WHAT ABOUT TREATMENT?
It appears that DBT, or dialectical behavioural therapy is one of the better approaches for managing impulsive behaviours. “DBT is a skills-based approach for teaching individuals general problem-solving skills, emotional regulation strategies and distress tolerance.” Drugs can help, too. Anti-depressants seem to be helpful in reducing bingeing and purging behaviours in some.
Ah, this post is getting long. Anyway, there’s a LOT more research that needs to be done in this area, both on the basic science side and on the clinical side. I’m interested to see future studies on this topic.
Readers, do you have any thoughts on impulsivity in EDs? Was it a pre-existing trait, stable regardless of ED symptoms or does it seem to correlate with bingeing and purging systems (like it does for me)?
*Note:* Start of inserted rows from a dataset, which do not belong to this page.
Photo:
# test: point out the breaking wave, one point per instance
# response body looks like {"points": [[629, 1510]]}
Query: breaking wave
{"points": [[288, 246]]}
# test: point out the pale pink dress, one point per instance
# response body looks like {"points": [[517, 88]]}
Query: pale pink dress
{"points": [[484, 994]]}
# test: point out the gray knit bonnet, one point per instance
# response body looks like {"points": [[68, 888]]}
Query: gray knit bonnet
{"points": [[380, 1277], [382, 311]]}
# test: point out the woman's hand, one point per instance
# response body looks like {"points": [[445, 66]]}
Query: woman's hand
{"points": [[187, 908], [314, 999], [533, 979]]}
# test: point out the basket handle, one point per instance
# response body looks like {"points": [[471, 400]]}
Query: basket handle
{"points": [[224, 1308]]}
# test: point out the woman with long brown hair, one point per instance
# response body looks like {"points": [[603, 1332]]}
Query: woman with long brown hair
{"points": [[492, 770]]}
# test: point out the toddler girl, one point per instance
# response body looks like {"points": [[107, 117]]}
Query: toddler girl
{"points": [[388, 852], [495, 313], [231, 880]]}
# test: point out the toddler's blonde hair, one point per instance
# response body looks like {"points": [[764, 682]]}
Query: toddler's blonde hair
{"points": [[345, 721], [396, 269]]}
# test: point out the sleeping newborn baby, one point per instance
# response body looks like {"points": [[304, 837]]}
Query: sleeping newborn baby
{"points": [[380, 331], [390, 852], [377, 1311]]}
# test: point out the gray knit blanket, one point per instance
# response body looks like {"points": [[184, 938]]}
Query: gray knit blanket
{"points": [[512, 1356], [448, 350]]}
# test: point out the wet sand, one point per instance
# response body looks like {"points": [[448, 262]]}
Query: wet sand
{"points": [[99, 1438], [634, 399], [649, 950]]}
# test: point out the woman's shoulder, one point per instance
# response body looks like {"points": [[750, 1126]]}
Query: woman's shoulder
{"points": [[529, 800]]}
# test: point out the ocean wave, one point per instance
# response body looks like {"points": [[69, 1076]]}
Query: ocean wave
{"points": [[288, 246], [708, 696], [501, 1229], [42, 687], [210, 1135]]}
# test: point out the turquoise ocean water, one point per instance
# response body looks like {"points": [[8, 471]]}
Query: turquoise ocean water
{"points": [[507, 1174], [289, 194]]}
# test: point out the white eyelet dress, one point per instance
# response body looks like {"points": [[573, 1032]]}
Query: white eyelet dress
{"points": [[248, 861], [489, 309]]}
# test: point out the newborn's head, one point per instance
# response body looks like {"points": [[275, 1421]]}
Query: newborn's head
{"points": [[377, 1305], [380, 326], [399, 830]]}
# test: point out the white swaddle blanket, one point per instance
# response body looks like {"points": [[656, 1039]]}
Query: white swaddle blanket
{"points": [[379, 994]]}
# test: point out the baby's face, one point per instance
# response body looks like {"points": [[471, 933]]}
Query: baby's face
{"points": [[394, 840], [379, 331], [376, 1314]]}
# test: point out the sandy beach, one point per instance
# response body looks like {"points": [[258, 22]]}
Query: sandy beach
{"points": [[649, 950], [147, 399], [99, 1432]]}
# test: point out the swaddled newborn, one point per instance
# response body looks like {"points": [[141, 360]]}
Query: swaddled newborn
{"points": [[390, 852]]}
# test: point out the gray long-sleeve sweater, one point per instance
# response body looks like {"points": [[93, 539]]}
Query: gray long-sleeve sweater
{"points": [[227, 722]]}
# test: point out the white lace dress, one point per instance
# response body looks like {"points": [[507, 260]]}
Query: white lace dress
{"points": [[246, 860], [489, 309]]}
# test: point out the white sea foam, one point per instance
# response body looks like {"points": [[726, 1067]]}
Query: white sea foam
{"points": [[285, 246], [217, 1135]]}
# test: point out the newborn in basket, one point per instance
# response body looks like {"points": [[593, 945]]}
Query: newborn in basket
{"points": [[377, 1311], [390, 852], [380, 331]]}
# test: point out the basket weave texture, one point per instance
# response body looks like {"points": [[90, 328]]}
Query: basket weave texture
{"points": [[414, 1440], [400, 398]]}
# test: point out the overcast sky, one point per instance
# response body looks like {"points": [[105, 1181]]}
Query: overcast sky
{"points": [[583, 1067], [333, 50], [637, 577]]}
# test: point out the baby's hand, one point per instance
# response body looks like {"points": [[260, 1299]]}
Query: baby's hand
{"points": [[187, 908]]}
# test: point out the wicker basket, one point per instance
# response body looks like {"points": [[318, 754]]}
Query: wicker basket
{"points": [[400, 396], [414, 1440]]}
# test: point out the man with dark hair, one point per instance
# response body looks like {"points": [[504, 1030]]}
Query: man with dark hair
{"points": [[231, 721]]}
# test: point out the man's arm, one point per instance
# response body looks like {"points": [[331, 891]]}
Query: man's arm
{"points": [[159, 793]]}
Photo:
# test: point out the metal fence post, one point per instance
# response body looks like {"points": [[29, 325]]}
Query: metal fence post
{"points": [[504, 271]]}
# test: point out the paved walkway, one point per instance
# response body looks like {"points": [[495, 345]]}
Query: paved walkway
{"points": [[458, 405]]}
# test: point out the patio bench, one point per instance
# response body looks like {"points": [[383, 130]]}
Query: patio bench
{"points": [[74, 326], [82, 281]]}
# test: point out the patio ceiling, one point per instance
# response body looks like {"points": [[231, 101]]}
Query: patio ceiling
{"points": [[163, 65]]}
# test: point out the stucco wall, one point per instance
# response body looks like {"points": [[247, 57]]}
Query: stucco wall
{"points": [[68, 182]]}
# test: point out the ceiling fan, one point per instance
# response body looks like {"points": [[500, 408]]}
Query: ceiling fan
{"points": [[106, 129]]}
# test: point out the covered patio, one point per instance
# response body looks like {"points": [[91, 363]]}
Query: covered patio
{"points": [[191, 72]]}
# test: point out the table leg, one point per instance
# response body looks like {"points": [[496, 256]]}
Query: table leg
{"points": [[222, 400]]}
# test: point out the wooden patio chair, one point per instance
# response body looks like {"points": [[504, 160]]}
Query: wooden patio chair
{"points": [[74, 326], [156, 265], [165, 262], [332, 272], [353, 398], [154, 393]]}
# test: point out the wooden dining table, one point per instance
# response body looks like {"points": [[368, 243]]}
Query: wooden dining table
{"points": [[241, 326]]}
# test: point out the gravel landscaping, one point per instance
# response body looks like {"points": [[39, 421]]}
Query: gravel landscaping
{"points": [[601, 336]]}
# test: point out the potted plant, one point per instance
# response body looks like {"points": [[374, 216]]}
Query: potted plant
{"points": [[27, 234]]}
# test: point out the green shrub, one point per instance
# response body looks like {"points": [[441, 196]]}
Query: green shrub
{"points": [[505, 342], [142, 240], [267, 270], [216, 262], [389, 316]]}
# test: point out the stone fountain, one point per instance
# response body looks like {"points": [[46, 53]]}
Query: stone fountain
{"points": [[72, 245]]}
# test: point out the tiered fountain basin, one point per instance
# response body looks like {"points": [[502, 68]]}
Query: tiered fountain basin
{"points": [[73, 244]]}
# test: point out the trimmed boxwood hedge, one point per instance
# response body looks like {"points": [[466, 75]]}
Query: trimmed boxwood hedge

Do you think it is sound advice to perhaps treat aspects of impulsiveness (distress tolerance, for example) instead of treating ED symptoms directly?
References
Waxman, S.E. (2009). A systematic review of impulsivity in eating disorders. European Eating Disorders Review, 17 (6), 408-25 PMID: 19548249
I think impulse control is definitely something to do with ED’s and the outcome of patients with them. I’m good at controlling the impulse to engage in self-destructive behaviors. I don’t think it just applies to ED’s either. If you’re the type who impulsively makes suicide attempts and such you’re more likely to become a revolving door patient. That’s what I’ve observed, non scientifically anyway.
Or maybe what appears to be my strength (inhibiting the urge to self harm) is because of poor impulse control in the sense of not controlling my appetite (and not self harming/attempting suicide because I’m too lazy to bother). I’m probably moving into trigger-y territory here so I’ll leave it at that
I also think memories can play into various eating disoerders. If you have bad expiernces with food you are more likely not to eat. Also if when you were little you were bulled those memories are still there and can still affect you. I think many factors contribute to eating disorders and memory is one of those.
Awww, I’m special 🙂 And wonderfully written and informative…as always!